With respect to their product lineup, QNet’s offering is very much an eclectic mishmash of randomness.
There’s no identifiable theme with the different product ranges, making them come off more as whatever QNet management could get their hands on.
And some products are downright weird.
Perhaps the best example is QNet’s Amezcua health and wellness range.
Amezcua is a unique Harmonised Energy product line, designed to increase your harmony and energy levels every day.
“Increased harmony levels”, what does that even mean?
QNet’s kooky Amezcua range includes a “chi pendant”, plastic discs, glass discs, “bio lights” and an “e-guard” (another plastic disc).
To give you an idea of what the Amezcua range is all about, here’s the marketing pitch for Bio Light 2:
The Amezcua Bio Light 2 is specifically designed to take advantage of the concept of biophotons.
Shining the Amezcua Bio Light 2 through the Amezcua Bio Disc 2 helps generate the biophotons to improve the performance of enhancing your energy levels and improving the taste of your foods and beverages.
Light that makes food taste better? Riiiiiiiiiiiight.
QNet claim their Amezcua products are backed by “ongoing research and development”, but fail to provide evidence of any research and development taking place.
There are some paid research papers provided but nothing that remotely resembles a properly conducted peer review from the greater medical community.
Needless to say there’s not going to be a retail market for this junk. And that pretty much sums up the problem with QNet.
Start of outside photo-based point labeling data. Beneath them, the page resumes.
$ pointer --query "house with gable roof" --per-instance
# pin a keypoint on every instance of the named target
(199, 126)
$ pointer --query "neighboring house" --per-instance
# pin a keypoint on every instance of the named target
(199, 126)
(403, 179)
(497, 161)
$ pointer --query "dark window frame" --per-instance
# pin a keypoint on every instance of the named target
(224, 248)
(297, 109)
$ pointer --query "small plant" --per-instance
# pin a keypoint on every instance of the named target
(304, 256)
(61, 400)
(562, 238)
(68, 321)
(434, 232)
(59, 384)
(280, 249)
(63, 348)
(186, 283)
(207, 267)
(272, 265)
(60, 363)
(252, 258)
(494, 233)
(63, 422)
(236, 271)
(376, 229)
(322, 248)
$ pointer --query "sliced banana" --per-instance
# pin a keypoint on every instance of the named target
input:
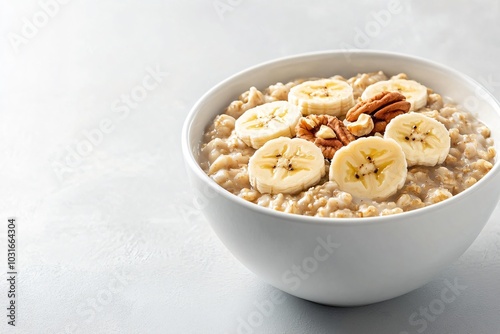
(285, 165)
(325, 96)
(424, 140)
(414, 92)
(370, 167)
(268, 121)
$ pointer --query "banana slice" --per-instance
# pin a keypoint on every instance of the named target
(414, 92)
(325, 96)
(370, 167)
(424, 140)
(285, 165)
(268, 121)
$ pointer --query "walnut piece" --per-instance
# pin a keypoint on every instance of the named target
(312, 128)
(382, 107)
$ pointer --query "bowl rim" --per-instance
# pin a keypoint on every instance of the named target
(192, 163)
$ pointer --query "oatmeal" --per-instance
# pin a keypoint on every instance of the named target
(336, 147)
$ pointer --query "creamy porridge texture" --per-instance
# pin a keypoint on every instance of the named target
(365, 146)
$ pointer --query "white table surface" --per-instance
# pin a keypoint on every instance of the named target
(109, 238)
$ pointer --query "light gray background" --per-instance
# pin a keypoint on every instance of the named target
(110, 240)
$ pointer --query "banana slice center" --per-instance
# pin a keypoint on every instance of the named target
(282, 164)
(417, 135)
(325, 91)
(262, 120)
(370, 169)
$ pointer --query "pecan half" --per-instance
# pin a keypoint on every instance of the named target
(383, 107)
(313, 128)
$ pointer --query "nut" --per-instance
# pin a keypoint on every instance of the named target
(313, 128)
(382, 107)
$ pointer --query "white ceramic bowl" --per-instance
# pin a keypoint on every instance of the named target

For those of you wanting to dig deeper than analysis of QNet’s products and compensation plan, a good start is with the person trying to recruit you.
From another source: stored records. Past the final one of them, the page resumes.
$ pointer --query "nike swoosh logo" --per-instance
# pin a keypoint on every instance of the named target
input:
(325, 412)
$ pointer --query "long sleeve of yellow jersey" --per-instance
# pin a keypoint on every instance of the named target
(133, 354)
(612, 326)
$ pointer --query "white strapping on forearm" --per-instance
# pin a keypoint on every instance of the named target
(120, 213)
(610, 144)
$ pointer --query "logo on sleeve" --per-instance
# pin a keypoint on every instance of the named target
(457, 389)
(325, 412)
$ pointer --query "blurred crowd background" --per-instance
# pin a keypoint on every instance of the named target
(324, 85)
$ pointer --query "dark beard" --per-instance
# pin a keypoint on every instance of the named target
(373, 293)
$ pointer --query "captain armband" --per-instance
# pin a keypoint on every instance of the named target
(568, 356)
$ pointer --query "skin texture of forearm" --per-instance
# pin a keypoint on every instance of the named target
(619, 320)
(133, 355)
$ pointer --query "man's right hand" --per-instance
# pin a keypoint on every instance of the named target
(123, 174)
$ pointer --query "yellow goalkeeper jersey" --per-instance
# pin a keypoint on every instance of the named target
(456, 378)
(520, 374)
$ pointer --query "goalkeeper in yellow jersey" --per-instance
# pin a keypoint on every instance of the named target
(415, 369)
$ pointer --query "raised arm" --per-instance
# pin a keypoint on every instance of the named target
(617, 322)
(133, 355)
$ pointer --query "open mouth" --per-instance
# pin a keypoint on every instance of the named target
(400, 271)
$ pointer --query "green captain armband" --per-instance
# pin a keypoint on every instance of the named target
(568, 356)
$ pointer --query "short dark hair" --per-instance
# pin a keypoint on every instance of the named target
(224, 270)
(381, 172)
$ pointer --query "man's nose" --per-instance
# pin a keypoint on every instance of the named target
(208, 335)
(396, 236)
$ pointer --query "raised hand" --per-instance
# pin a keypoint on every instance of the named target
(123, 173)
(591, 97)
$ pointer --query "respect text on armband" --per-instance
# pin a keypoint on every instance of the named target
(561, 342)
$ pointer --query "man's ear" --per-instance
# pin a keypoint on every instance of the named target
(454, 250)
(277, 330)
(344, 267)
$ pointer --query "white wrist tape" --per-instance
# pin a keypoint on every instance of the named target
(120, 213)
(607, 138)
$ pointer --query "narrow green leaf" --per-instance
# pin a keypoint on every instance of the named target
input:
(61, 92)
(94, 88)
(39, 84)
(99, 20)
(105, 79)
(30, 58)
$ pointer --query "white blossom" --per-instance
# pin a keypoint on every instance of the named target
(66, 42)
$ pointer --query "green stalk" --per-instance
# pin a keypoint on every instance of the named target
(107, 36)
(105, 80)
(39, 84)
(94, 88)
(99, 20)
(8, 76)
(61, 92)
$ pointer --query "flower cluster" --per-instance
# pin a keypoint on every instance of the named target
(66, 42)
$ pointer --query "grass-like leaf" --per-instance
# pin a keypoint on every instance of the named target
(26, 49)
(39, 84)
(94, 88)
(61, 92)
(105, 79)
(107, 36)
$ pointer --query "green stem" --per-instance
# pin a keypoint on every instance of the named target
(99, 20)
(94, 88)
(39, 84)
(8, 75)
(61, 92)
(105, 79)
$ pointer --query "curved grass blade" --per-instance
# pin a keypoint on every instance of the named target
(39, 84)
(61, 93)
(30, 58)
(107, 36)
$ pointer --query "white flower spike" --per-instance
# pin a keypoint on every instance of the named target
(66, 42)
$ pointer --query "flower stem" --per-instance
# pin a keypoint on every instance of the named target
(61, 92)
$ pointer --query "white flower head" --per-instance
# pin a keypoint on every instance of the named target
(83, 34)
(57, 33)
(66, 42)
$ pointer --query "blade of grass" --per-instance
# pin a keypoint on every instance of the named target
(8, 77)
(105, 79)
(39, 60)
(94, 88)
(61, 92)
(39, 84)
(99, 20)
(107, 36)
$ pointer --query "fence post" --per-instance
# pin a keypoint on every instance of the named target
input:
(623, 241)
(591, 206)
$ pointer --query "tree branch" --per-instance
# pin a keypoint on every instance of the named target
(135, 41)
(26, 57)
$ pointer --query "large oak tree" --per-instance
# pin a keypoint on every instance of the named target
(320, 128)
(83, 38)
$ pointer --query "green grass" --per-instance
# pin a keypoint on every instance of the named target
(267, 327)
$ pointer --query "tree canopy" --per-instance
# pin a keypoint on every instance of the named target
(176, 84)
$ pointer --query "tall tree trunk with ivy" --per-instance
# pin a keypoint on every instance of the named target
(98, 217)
Every QNet affiliate has to qualify for MLM commissions. What you want to know is whether this person simply recruited their way to qualification, or generated required volume through retail sales.
Make sure you ask for proof, as any pyramid scammer knows how to answer this question when asked (obviously by not being truthful).
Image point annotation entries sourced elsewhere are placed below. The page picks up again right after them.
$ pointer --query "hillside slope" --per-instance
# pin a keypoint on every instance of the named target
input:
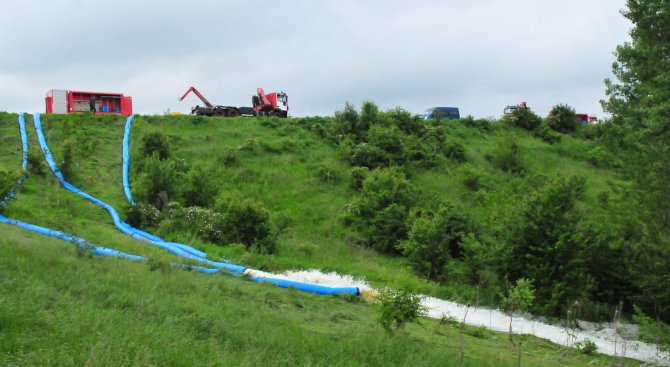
(64, 307)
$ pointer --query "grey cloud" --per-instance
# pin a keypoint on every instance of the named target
(479, 55)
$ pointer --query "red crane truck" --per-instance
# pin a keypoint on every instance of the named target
(271, 104)
(73, 101)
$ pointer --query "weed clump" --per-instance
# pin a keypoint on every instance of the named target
(397, 308)
(155, 143)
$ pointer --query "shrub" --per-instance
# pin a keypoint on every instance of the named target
(155, 143)
(327, 174)
(507, 154)
(35, 164)
(200, 188)
(435, 239)
(158, 178)
(562, 119)
(454, 151)
(547, 134)
(396, 308)
(378, 215)
(543, 246)
(386, 228)
(246, 222)
(472, 177)
(406, 122)
(586, 346)
(358, 175)
(525, 119)
(367, 155)
(142, 215)
(390, 141)
(600, 157)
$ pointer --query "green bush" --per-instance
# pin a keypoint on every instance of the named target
(525, 119)
(155, 143)
(586, 346)
(358, 175)
(390, 141)
(200, 188)
(454, 151)
(157, 181)
(472, 177)
(601, 157)
(507, 154)
(35, 164)
(367, 155)
(247, 222)
(562, 118)
(142, 215)
(544, 245)
(397, 308)
(435, 238)
(327, 174)
(379, 214)
(547, 134)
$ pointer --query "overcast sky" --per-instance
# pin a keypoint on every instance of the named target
(478, 55)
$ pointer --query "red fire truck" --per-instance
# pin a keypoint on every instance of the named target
(71, 101)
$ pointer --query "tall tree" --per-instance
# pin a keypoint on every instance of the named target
(639, 132)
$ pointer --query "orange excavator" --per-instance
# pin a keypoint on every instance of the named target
(271, 104)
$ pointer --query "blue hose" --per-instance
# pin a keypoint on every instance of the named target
(180, 250)
(126, 159)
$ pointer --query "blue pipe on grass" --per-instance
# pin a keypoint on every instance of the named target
(180, 250)
(306, 287)
(126, 159)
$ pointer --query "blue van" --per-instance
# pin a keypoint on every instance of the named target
(445, 113)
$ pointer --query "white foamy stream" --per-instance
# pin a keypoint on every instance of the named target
(607, 338)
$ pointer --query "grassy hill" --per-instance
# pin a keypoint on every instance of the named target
(61, 306)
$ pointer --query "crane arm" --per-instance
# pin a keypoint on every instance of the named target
(197, 93)
(262, 100)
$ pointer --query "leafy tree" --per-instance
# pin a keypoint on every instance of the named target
(507, 154)
(562, 119)
(379, 214)
(396, 308)
(542, 247)
(525, 119)
(639, 102)
(155, 143)
(518, 298)
(435, 238)
(246, 222)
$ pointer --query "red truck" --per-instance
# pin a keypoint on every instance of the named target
(71, 101)
(271, 104)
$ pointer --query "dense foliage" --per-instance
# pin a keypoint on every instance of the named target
(639, 136)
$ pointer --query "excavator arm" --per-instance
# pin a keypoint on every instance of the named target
(197, 93)
(263, 101)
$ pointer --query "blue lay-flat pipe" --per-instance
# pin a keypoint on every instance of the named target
(80, 242)
(305, 287)
(181, 250)
(126, 159)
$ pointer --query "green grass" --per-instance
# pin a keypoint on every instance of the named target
(61, 306)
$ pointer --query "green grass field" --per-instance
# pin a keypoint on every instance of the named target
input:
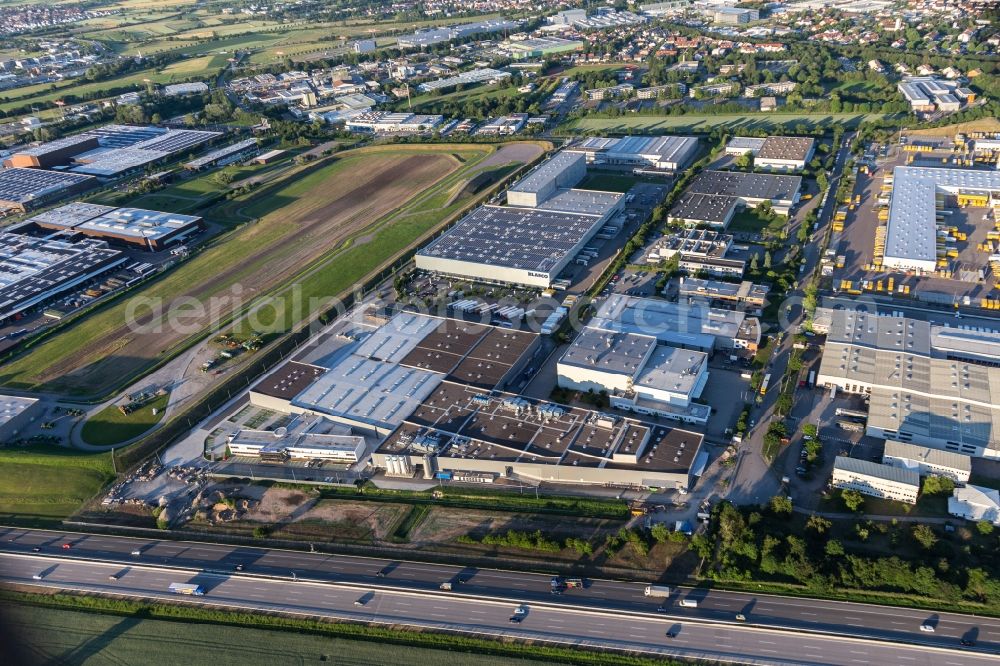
(749, 221)
(109, 426)
(66, 636)
(695, 123)
(96, 354)
(43, 484)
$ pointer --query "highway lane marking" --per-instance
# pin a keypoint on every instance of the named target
(422, 595)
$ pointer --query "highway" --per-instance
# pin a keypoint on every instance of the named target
(484, 599)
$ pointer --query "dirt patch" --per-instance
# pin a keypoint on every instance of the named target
(443, 525)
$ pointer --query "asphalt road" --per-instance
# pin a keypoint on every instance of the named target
(566, 617)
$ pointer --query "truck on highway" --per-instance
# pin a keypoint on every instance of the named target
(187, 588)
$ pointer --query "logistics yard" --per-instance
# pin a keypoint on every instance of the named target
(100, 352)
(919, 225)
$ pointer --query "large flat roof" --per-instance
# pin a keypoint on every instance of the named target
(877, 470)
(368, 391)
(609, 351)
(549, 170)
(12, 406)
(34, 269)
(588, 202)
(747, 185)
(917, 388)
(288, 380)
(711, 208)
(22, 186)
(912, 227)
(676, 323)
(523, 238)
(672, 369)
(792, 148)
(460, 422)
(927, 455)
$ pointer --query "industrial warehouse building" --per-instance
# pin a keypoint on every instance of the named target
(912, 233)
(750, 189)
(22, 190)
(111, 151)
(700, 250)
(745, 294)
(16, 414)
(531, 240)
(777, 153)
(147, 229)
(379, 380)
(315, 438)
(638, 374)
(561, 171)
(654, 153)
(693, 326)
(460, 430)
(52, 154)
(712, 210)
(882, 481)
(926, 461)
(927, 384)
(502, 244)
(36, 270)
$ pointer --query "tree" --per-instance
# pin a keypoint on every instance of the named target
(803, 233)
(938, 485)
(659, 532)
(853, 500)
(781, 505)
(819, 524)
(924, 535)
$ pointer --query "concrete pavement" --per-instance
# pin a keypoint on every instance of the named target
(625, 600)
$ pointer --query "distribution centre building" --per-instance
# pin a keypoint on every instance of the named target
(147, 229)
(25, 189)
(927, 384)
(659, 153)
(486, 436)
(911, 236)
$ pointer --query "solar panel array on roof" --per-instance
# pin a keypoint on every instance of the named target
(33, 270)
(24, 186)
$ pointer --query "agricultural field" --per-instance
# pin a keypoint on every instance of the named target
(62, 636)
(696, 123)
(315, 213)
(45, 483)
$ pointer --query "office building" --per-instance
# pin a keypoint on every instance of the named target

Next every QNet affiliate is required to generate 50 RSP a month to qualify for residual unilevel commissions.
Again, what you want to know is how this RSP is being generated. If it’s through a monthly self-purchase and there’s no retail volume equivalent, run.
Given the amount of regulatory concern QNet have triggered over the years, I’d say the answer to both questions is a given. But it doesn’t hurt to check on an individual level.
Mind you you’d have to be pretty desperate to consider QNet to begin with, but I digress.
One contributing factor to the QNet longevity (in addition to numerous name-changes), is that it appears to be a long con.
While there’s no doubt QNet has made a ton of money for Vijay Eswaran and his cronies, for participants it takes the realization that they’ve been had is gradual.
Reaching critical mass and triggering regulatory alerts is even more gradual, by which time QNet’s leaders have moved onto the next country.
A legitimate MLM business will ebb and flow in the various markets it operates in. Scams like QNet launch in a region, reach critical mass and then implode.
That QNet hasn’t resurfaced (or in fact managed to sustain business operations) in any jurisdiction it operates or has operated in says it all.